Comparing all of these options side by side helped me to see that, for us, the overall benefits of surgery outweighed the risks. We bit the bullet and went for it.

Aaaand, the results... (drum roll, please!)
So, you may be wondering how our little guy has fared since his surgery. It has now been two weeks since he had his tubes put in, and we have seen some positive signs that it was, indeed, the right choice for him. Within a week of the surgery, he was making some final leaps toward several developmental milestones that had be in the works for some time - he began pointing with just one finger rather than with his whole hand; he said "baby," his first word that did not consist of the same repeated sound (i.e. "mama," "dada," "baba"); he began letting us hold his hands while he tried to walk - something he would never let us do before. Are these things related to his surgery? Who knows. What I do know is that my baby is feeling better, a benefit that far outweighs what minimal risk I was able to associate with the scary-sounding "myringotomy" procedure.

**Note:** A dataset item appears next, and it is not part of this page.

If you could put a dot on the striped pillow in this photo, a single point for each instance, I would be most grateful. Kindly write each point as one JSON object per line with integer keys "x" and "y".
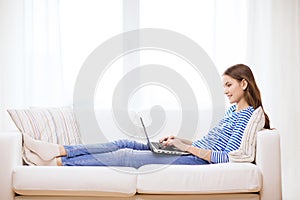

I surprised myself, truth be told. I had been determined to avoid surgery unless it was truly our only remaining option. But what it came down to, really, was what was going to make life better - easier, more peaceful, more predictable - for my family and myself. The choice might not be the same for someone else. Ultimately, I tried to use an approach that served me well during my pregnancy and continues to do so as I navigate my way through the wild world of parenting:  get as much information as possible when making a decision, and then...let it go, trusting that I've done what's right for us.